Where applicable, collaborators leading those projects are highlighted.
My peer-reviewed and preprint publications can be found on Google Scholar.
All my project reports and presentations are hosted at figshare.

Ongoing

Shape/texture bias in brains and machines

With: Zejin Lu, Tim Kietzmann, Radoslaw Cichy
Summary: Building off Geirhos et al. 2018, where CNNs were shown to be texture-biased as compared to humans, we redefine the shape bias metric and assess the influence of recurrent processing and developmental trajectories on the shape bias in RNNs and humans.

Multi-area readouts in brains and machines

With: Johannes Singer, Tim Kietzmann
Summary: Given observations in Birman & Gardner 2019 and Yeh et al. 2023, we study if readout from multiple areas, in the human visual cortex and ANNs, is useful in performing classification tasks.

Perception of rare inverted letters among upright ones

With: Jochem Koopmans, Genevieve Quek, Marius Peelen
Summary: In a Sperling-like task where the letters are mostly upright, there is a general tendency to report occasionally-present and absent inverted letters as upright to the same extent.

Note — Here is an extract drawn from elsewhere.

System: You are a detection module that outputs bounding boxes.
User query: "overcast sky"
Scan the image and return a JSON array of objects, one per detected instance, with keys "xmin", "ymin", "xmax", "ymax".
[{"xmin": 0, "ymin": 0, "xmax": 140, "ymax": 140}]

Previously reported expectation-driven illusions might be post-perceptual.
Comments: Jochem's masters thesis. Paper in prep.

Flexible rule learning in brains and machines

With: Rowan Sommers, Daniel Anthes, Tim Kietzmann
Summary: Inspired by the Wisconsin Card Sorting Task, we study the priors needed for neural networks to learn object/scene-specific rules continually, and relate their behaviors to human behavior on the same tasks.

Representational drift in macaque visual cortex

With: Daniel Anthes, Tim Kietzmann, Peter König
Summary: Employing tools developed during our investigations into continual learning, we study if representational drift occurs in macaque visual cortex and how that multi-area system deals with changing representations.

Brain reading with a Transformer

With: Victoria Bosch, Tim Kietzmann, et al.
Summary: Using fMRI responses to natural scenes to condition the sentence generation in a Transformer, we study the neural underpinnings of scene semantics (objects and their relationships) encoded in natural language.

2024

Assessing the emergence of an attention schema in object tracking

With: Lotta Piefke, Adrien Doerig, Tim Kietzmann
Summary: In tracking an object through clutter with spatial attention, with RL, an agent learns to create an explicit encoding of the attentional state - an attention schema. This schema is most useful when the attentional state cannot be inferred from the stimulus.
Comments: Preprint, under review

Structured representational drift aids continual learning

With: Daniel Anthes, Tim Kietzmann, Peter König
Summary: In contemporary continual learning, readout misalignment due to learning-induced representational drift poses a big problem. However, constraining this drift to the readout null-space helps networks be both stable and plastic.
Publication: CCN'23 paper
Comments: CCN paper in brief, RDAC Preprint

Task-dependent characteristics of neural multi-object processing

With: Lu-Chun Yeh, Marius Peelen
Summary: The association between the neural processing of multi-object displays and the representations of those objects presented in isolation is task-dependent: same/different judgement relates to earlier, and object search to later stages in MEG/fMRI signals.
Publication: JoN'24 paper
Comments: Tweeprint forthcoming.

Size-dependence of object search templates in natural scenes

With: Surya Gayet, Marius Peelen, et al.
Summary: Object size varies with the location of the object in scenes. During search for an object, in addition to the object's identity, the attentional template contains information its size, entangled with its identity, which is inferred from its location in the scene.
Publication: JEP:HPP'24 paper
Comments: Tweeprint forthcoming.

2023

How does recurrence interact with feedforward processing in RNNs?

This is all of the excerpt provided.